December 11, 2018

In recent weeks, Canada Post workers have been making headlines because of rotating strikes running across Canada. But back-to-work legislation was passed this week to get Canada Post workers back on the job.

The forced settlement took effect at noon on Tuesday. However, the Canadian Union of Postal Workers (CUPW) doesn’t agree with the legislation and plans on fighting it.

Steve Hinschberger, president of CUPW Local 560. (CUPW photo)

Steve Hinschberger, president of CUPW Local 560, which covers Kitchener, Waterloo, Cambridge and Elmira, he says that the union was not happy with the federal government’s actions.

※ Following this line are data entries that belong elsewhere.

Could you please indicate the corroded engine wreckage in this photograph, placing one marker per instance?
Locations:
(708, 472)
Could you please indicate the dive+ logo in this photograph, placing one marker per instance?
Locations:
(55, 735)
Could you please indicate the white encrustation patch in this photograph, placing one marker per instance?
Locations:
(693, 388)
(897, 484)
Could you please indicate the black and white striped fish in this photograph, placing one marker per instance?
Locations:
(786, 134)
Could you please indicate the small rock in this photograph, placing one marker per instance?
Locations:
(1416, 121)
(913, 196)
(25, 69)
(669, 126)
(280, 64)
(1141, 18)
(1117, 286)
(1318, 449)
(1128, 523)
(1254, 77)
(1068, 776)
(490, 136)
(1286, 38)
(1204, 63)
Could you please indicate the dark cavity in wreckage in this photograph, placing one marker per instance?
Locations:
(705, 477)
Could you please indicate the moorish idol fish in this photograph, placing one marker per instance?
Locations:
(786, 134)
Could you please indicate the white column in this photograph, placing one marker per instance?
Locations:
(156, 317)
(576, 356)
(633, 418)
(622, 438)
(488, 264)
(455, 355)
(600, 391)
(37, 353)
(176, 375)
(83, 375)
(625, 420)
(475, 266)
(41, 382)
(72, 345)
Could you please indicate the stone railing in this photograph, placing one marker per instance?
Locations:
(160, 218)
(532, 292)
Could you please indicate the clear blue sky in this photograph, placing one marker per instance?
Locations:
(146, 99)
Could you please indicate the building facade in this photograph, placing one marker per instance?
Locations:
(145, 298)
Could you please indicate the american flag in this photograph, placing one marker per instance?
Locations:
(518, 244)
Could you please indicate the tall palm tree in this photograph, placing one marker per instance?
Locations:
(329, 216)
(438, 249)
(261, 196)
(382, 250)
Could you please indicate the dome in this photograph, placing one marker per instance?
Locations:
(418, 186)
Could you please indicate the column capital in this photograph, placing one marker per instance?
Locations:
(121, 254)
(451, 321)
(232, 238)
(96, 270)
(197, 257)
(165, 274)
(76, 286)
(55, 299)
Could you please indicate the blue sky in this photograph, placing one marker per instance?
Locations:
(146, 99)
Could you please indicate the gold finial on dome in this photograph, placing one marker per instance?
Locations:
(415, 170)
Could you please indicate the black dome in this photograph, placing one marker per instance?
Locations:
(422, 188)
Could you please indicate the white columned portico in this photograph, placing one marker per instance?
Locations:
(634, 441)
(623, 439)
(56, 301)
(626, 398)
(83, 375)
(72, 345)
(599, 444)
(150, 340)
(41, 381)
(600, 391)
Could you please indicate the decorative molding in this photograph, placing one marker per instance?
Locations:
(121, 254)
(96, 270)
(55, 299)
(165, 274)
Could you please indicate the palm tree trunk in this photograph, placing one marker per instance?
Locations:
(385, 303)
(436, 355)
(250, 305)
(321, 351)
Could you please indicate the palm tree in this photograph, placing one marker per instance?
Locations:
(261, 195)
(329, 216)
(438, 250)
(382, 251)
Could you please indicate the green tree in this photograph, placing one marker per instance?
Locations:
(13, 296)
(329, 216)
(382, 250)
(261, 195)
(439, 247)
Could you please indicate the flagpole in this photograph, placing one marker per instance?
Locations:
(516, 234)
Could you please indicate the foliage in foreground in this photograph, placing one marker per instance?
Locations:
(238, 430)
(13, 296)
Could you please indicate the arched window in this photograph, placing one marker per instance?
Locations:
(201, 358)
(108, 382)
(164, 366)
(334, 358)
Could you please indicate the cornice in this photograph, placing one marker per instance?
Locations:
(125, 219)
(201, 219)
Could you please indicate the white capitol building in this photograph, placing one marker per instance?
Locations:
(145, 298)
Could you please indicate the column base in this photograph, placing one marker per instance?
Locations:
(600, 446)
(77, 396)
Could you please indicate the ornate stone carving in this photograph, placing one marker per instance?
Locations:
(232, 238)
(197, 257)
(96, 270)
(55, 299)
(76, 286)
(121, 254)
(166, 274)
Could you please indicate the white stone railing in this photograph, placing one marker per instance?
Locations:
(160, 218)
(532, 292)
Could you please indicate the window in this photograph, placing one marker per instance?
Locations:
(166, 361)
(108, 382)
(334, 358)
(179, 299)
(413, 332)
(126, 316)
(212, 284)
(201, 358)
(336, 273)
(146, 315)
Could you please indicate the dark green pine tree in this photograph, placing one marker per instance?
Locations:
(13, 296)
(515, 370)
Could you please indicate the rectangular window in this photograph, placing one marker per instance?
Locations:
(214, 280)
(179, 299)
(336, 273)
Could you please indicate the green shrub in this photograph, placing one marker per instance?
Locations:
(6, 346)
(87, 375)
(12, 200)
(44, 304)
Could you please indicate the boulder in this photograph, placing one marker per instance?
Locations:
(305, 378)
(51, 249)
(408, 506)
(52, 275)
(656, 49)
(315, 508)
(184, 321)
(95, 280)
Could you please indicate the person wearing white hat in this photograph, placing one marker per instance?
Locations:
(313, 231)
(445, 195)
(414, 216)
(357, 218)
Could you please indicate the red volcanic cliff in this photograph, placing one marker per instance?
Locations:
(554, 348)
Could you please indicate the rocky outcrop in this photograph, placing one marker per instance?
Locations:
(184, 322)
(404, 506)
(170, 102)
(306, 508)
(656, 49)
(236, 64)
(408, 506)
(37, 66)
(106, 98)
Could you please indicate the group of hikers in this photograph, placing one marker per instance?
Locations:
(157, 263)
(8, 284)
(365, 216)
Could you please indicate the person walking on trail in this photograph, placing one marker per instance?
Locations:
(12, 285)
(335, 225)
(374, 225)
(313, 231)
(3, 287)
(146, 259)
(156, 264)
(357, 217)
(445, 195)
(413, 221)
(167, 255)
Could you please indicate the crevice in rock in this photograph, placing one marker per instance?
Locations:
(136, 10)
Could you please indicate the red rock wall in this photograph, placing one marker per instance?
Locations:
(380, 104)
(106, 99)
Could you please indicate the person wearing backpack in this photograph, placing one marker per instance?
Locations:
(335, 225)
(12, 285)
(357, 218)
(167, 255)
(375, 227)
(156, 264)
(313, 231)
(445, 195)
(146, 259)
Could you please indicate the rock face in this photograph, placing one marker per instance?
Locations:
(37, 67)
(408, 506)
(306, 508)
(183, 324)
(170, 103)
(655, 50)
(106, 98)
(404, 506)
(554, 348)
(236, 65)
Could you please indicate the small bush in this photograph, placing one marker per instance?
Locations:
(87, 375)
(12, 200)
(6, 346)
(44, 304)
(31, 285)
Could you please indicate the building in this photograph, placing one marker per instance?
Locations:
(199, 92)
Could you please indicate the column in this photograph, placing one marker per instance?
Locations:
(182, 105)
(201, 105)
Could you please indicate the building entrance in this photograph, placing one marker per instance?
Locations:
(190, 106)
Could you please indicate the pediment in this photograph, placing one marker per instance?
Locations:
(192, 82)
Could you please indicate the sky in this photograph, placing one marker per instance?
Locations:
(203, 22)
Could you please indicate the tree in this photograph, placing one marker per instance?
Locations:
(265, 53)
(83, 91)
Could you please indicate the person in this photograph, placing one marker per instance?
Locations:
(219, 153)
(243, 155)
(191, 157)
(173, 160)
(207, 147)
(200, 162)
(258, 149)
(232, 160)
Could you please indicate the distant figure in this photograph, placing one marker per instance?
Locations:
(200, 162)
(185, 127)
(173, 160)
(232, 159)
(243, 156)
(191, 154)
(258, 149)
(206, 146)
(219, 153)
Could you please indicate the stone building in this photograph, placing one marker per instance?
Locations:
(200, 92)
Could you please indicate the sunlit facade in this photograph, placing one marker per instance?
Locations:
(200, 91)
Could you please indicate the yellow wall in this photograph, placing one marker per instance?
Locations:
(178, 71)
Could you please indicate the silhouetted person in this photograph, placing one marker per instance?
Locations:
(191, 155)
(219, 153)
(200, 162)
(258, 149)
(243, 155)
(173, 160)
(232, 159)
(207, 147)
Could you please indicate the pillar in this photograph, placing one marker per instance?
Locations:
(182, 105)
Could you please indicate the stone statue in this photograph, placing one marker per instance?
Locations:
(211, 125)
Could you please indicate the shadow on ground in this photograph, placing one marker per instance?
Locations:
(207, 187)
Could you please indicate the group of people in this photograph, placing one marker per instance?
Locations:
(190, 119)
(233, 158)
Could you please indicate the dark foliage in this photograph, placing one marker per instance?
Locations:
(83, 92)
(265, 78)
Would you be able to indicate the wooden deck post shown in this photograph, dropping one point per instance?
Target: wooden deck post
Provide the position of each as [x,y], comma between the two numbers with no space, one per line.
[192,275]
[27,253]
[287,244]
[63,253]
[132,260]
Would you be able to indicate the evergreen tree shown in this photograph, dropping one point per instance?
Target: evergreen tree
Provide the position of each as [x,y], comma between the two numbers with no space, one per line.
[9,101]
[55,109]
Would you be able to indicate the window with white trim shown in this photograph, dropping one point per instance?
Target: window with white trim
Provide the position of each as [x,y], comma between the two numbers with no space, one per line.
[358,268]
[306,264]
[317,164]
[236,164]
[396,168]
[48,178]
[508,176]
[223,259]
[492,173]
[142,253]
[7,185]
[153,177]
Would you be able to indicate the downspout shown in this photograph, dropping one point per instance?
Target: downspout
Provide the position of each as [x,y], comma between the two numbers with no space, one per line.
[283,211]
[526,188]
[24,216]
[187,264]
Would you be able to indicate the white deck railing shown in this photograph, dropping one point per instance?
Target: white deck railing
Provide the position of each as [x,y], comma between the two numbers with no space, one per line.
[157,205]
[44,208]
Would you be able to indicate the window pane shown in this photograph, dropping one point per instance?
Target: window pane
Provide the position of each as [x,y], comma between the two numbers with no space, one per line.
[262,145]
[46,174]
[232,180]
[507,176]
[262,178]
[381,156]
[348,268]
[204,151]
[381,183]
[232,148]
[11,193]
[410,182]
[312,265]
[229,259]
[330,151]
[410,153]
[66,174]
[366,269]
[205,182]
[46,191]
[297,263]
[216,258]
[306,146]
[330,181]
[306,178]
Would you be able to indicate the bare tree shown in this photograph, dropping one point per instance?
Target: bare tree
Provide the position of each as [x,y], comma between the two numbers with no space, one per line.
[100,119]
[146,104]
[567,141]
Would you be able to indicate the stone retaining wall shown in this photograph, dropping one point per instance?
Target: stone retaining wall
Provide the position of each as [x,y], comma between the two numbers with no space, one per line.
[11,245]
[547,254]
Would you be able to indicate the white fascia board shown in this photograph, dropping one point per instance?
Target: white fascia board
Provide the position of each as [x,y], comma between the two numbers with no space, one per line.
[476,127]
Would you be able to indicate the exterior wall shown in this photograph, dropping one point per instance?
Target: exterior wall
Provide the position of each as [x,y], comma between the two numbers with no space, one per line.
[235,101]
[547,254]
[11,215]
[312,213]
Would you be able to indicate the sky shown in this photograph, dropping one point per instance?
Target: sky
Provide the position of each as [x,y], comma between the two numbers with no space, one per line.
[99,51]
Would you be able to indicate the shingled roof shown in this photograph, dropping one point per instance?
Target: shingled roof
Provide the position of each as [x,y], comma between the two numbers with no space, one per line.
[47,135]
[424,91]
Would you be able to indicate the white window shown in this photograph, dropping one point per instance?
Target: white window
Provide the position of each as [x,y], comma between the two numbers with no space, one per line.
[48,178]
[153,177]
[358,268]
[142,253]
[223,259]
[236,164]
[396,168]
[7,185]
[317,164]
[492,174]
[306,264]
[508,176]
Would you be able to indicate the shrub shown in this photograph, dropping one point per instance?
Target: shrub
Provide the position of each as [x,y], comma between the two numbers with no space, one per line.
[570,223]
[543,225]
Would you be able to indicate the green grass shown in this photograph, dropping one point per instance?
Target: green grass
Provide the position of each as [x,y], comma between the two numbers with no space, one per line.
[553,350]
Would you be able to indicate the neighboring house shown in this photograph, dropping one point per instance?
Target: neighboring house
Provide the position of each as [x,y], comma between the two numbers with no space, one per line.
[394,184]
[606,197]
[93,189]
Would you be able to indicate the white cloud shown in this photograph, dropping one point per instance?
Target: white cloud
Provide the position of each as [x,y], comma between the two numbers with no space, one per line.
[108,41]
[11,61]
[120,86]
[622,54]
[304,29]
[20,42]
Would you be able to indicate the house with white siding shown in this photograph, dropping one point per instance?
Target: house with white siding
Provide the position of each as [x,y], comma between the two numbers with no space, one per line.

“Well, obviously, our members are upset with the back-to-work legislation, considering that it is a violation of the Canadian Charter of Rights and Freedoms,” said Hinschberger. “So that’s first and foremost. We’ve now had our own rights, as guaranteed under the Canadian Charter of Rights and Freedoms, and the government has trampled all over them.”

But Hinschberger says that more than just postal workers need to be concerned about this legislation.

“Every single Canadian should be quite upset with that alone. What’s to stop the government from trampling over anybody else’s rights that are in the current Canadian Charter of Rights and Freedoms? So, right off the bat, that’s quite upsetting on its own.”

With their right to strike taken away, there is a good chance that the union will seek action through the courts to right the situation, he says.

“The understanding I have from our national office is that all options are open,” Hinschberger said, pointing out that the union did go to court back in 2011. When the action reached the Supreme Court of Canada in 2016, the court ruled that the imposed settlement did violate the rights of postal workers. “So, yes, I can say that there is a very strong position that we are going to be fighting it in court again.”

Canada Post mailboxes sit ready to accept mail in Kitchener, Ont., Dec. 2, 2018. Photo by Sarah Gilder, Spoke News

Hinschberger attributes the pressure on the government to impose the current of back-to-work legislation as coming mainly from big companies such as Ebay and Amazon. He maintains that neither Canada Post nor CUPW asked the government for legislation and that Canada Post got involved in a propaganda war about backlogged parcels due to the strike. Despite photos of trucks and trailers packed with undelivered parcels, there were actually very few to see.

In reality, he said, that there were only eight trucks that were backlogged and that postal workers regularly deliver a million parcels in the span of one or two days. So the parcels in the photos would be nothing for postal workers to clear out.

As of now, it’s business as usual for Canada Post workers, while the CUPW decides on what course of action to take.